Ontario Online Initiative

So, undoubtedly this announcement by the Ontario government to give $42 million dollars to develop online courses, by getting Universities to compete in some sort of race-to-the bottom/bloodsport of course development so that they get money to develop courses that can be delivered online is kinda’ quaint. I mean, I’d be impressed if this was 1997, or even 2003, but 2014 seems a bit shameful.

Let’s face it, I’ve said it before, and I’ll say it again, Ontario is a decade behind the western provinces (who easily lead innovation in this realm in Canada) and probably five or six years behind the maritime provinces, who do online learning out of necessity. The really shameful thing is that Ontario Universities should’ve been able to see this gap growing for years, and sought to address it sooner. I guess the last fifteen years of conservative government at the provincial level didn’t help as they were looking to scale back and demolish education into a private business as they are likely to do. $42 million dollars is really  a drop in the bucket – especially if you’re setting up a whole education system outside of the existing University and College system, that will allow transfer of credits to those systems. Which brings up an interesting issue, if I take a University credit, will Colleges accept that towards a diploma they offer? What about the other way?

Of course all Universities will be in on this action, and some of the more developed online schools will have a leg and hand up but it’s a nice development for someone like me who needs 4 or 5 more credits for my degree, and has had a lot of problem with either a home University accepting a credit, but the visiting University not accepting me as a student (in favour of their own); or taking the course and not having the credit accepted at all.

What worries me most though is that if this initiative is ushered in (as no doubt the government goes to election) and is a fair to midlin’ reception. What happens then? This institute and and initiative is certainly subject to a new government’s impulses and legislation. I can easily see a conservative government saying “this doesn’t work, let’s let private market run it better and cheaper.”

And we know where that will end up.

Happy New Year

In the past I’ve looked at previous posts about what I think will happen, and reflect on those ideas. It’s not that I don’t think reflection is valuable, it’s just that I’m not that interested in navel gazing (hell, I can see my navel getting bigger by day).

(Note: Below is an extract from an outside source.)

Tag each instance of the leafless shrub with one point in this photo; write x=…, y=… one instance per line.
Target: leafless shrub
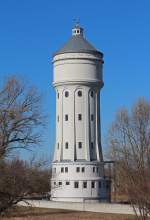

This year, I’ll outline some of the projects I’m currently involved with and will try to write about this year.

Work Projects

So for work, I’m working on two large-ish projects. One is a Productivity and Innovation Grant funded project lead by the University of Guelph, around learning outcomes in D2L. What the project encapsulates is ensuring there’s alignment between course, program and ultimately University related outcomes – and the reporting that D2L will suggests where there are holes in the alignment. It seems like it will improve the Analytics/Insights tool greatly with global reporting options – which is something I’ve struggled with greatly.

The other, is around Learning Portfolios. The department that I’m embedded with has gotten some funding from the University to advance Learning Portfolios (the ePortfolio tool in D2L) on campus and it’s looking like we will be responsible for this area from here on out. I think that some improvements to the way the tool works by D2L will only help the adoption of the tool – however there’s still some major hurdles that have to be overcome before there’s widespread adoption. That’s not to say that adoption and use hasn’t grown greatly, it has – just the impact of the use so far has not produced enough of a ripple to spread campus-wide. That’s our job in year two. I’m putting in a Fusion 2014 proposal to co-present one of the really interesting stories from first semester that ties blended learning, learning portfolios and helping students reflect (in this case on career choices).

Personal Projects

Other than the banal things like redo the bathroom and visit more places, I’m putting out a record with my one band and releasing another record with my other band. Not very exciting unless you like hardcore punk.

While this is work-related, I want to put together a rubrics repository (like Rubistar, but much more focused on local courses, and local sharing) that has a series of rubrics saved covering higher education courses that the University teaches. This way, it gathers together some of the best work that faculty have done, recognizes them, allows them to set sharing permissions, and ultimately, choose to export as PDF or into D2L. This is a big project, and really not on anyone’s timeline, but I want it to happen. It’ll have to be open source, and to that end, maybe it doesn’t just spit into D2L but into Blackboard or other systems too. The first iteration will of course work with our system (D2L) and then maybe we can branch out.

I’d love to help update the Feed2JS codebase to get it WCAG 2.0 compliant.  I’d also love to blog more.